- Founder: John E. Dayton
- Founded: March 1960
- Dissolved: Autumn 1961
- Ideology: British Nationalism

= New Conservative Party (UK) =

Minor party of early 1960s

The New Conservative Party was a minor nationalist political party in the United Kingdom.

The party was founded in March 1960 by John E. Dayton, a civil engineer living in Dorking, Surrey. He described it as a party "neither of the extreme right nor left", although The History of British Political Parties describes its main policy as British nationalism.

Dayton stood as a candidate first in the 1960 Harrow West by-election, at which he took 4.7% of the vote – which proved to be the party's highest ever share. Following this, he launched a party newsletter, Watching Brief, and then in November stood in the Bolton East by-election.
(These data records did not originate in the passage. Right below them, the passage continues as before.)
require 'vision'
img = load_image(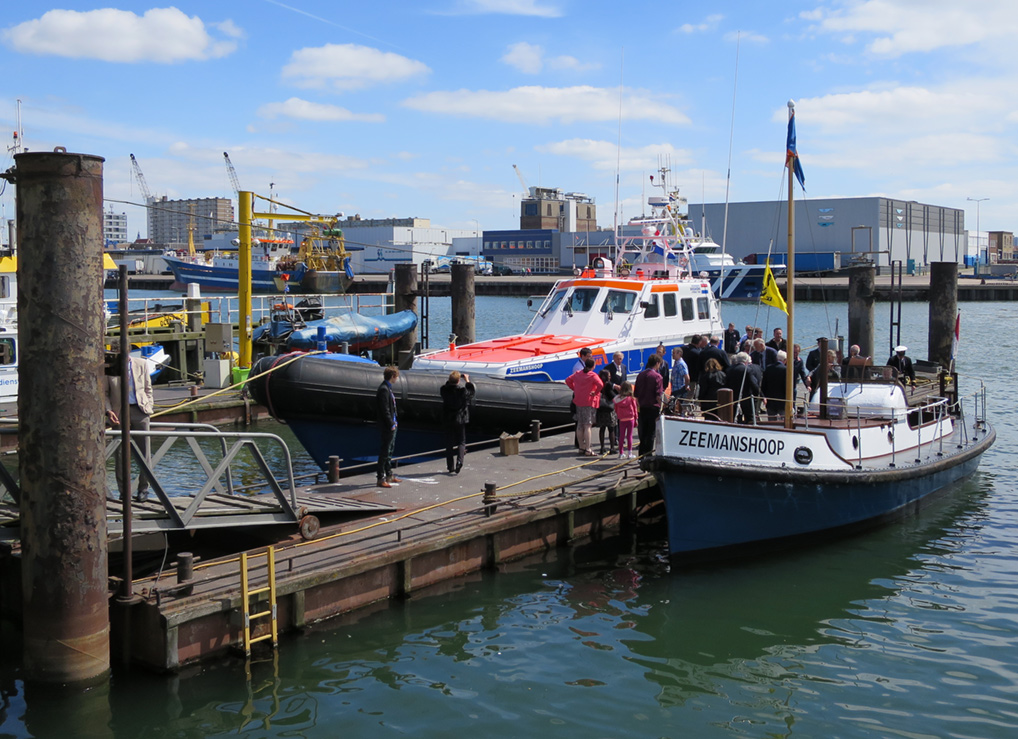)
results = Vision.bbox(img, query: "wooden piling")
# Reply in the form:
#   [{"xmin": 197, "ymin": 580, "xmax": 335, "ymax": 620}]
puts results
[
  {"xmin": 14, "ymin": 149, "xmax": 110, "ymax": 684},
  {"xmin": 927, "ymin": 262, "xmax": 958, "ymax": 370},
  {"xmin": 450, "ymin": 265, "xmax": 475, "ymax": 345},
  {"xmin": 848, "ymin": 265, "xmax": 876, "ymax": 356}
]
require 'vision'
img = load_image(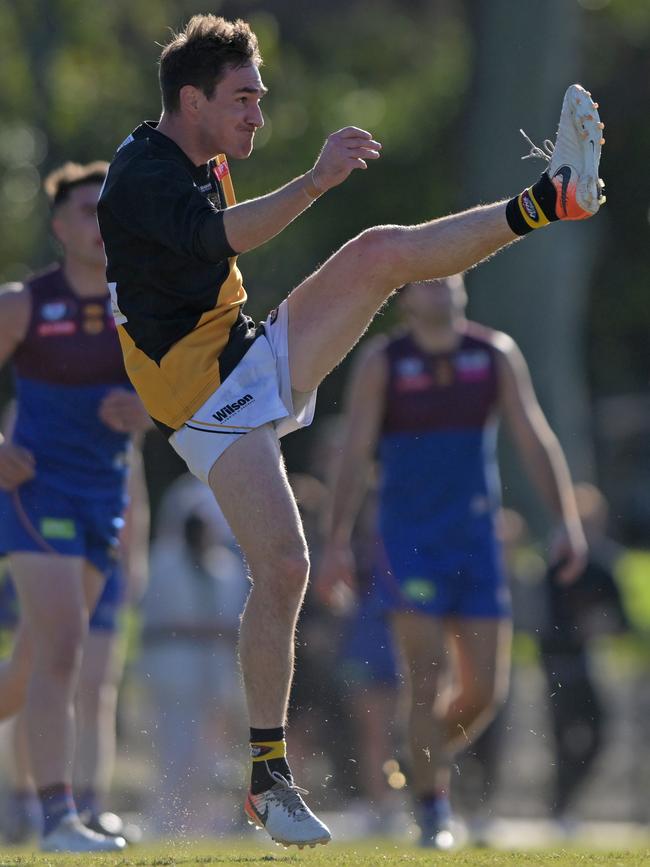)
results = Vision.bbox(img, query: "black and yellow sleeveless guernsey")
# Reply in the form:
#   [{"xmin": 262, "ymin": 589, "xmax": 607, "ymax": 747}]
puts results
[{"xmin": 98, "ymin": 122, "xmax": 257, "ymax": 436}]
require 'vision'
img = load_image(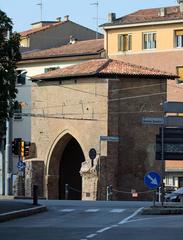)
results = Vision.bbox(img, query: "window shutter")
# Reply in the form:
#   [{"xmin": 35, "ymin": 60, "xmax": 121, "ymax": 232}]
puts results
[
  {"xmin": 177, "ymin": 67, "xmax": 183, "ymax": 80},
  {"xmin": 118, "ymin": 34, "xmax": 123, "ymax": 51},
  {"xmin": 175, "ymin": 30, "xmax": 183, "ymax": 36},
  {"xmin": 128, "ymin": 34, "xmax": 132, "ymax": 50}
]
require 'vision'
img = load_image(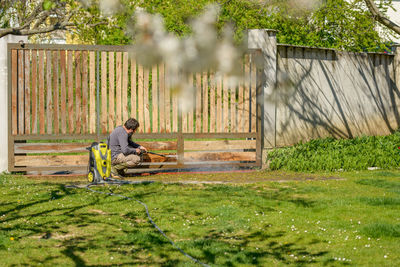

He took only 1.2% of the vote in Bolton East, while fellow party member C. F. H. Gilliard fared even worse in the 1960 Mid Bedfordshire by-election, with 0.6% of the votes cast.

In May 1961, the party was renamed as the True Conservative Party, but this change did not revive its fortunes, and it was dissolved in the autumn. However, Dayton founded the Patriotic Front for Political Action and stood in the 1961 Oswestry by-election, at which he took a 2.8% share. He soon ceased publishing Watching Brief, and dissolved the new party in February 1962, joining the Labour Party, and standing for the party in Westmorland at the 1966 general election.